Specialist referral and Roaccutane.
Once all of the above treatments have been tried then your doctor might feel that you need a specialist opinion from a hospital Dermatologist. You should be prepared that your GP is likely to try and treat you without referring you (depending on their level of confidence at treating acne,) for several reasons. Firstly, many acne sufferers can get good relief from ordinary prescription drugs, secondly, it can take some time to find the right one for you and thirdly, there are strict criteria for starting a patient on Roaccutane. Although we as GP’s are not allowed to prescribe Roaccutane (because of the monitoring that needs to be done for patients who are on it,) we are aware of those criteria and there is no point referring someone who doesn’t fit them. However, if you are not being referred and your acne is leaving lasting scars or producing hard inflamed cystic lumps on your skin that take weeks to resolve, you should ask to be referred.
Roaccutane is a retinoid and Vitamin A derivative which works by reducing the skins oil production. Less serious side effects include extreme dryness of the skin and peeling or flaking, particularly on sensitive areas like the lips. Skin can also be very sensitive to light so should be protected even on cloudy days with sunscreen. Roaccutane is teratogenic, which means it can cause birth defects in babies of women who become pregnant whilst taking the drug. Female patients must have fool proof contraception (i.e. a coil or implant) in place before starting to avoid pregnancy. The bit that has received media attention however is the effect on mood.

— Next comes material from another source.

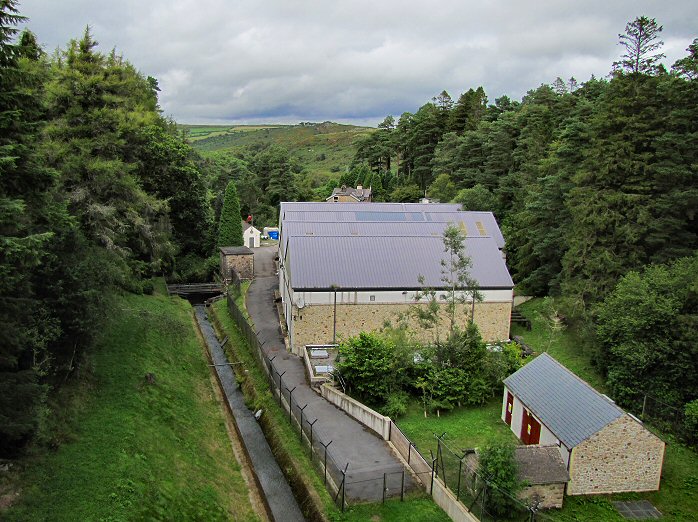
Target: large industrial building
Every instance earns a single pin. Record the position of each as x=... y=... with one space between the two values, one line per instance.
x=345 y=268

There are rare cases of Roaccutane causing: depression, anxiety, aggression or hallucinations, sometimes even leading to thoughts of self harm or suicide. Sadly there have been a few high profile cases reported in the media of teenagers who have committed suicide on the drug. What we don’t know is if they would have had depressive tendencies even without taking it. The important thing to remember is that this is a very rare side effect. With every medicine available we weigh up the potential risks of taking it against the benefits the patient might experience. Many many people achieve good clearance of their acne and minimal side effects but only you can decide whether it is the right treatment for you and a risk you are prepared to take.
I hope this helps some of you consider your options – please do pass it on to any friends you have who suffer with their skin. If it can help just a few of you, I’ll be very happy.
In the meantime, again, although I can’t give individual medical advice here and I would encourage you to visit your GP (I know, I know, broken record!) I’ll do my best to answer any questions. I think some of the questions which went unanswered last week are addressed in todays post too. I’d also be interested to hear if there are any other medical issues that you would like to see covered – I’ve already had an email suggesting one topic and whilst it won’t be a regular series and I can’t guarantee it will be suitable for coverage here, I’ll do my best
Here’s to clear skin!
- This article was complied using my knowledge and day to day practice. I also referenced the NHS website Clinical Knowledge Summaries, GP Notebook and the BNF.
- British Association of Dematologists patient information leaflet: Acne
- Patient.co.uk Patient information leaflet: Acne
Disclaimer: Although written by a qualified GP, this article does not substitute you attending your own GP and should not be used for individual medical advice. No liability can be accepted for decisions made on the strength of information contained here or elsewhere on Florence Finds.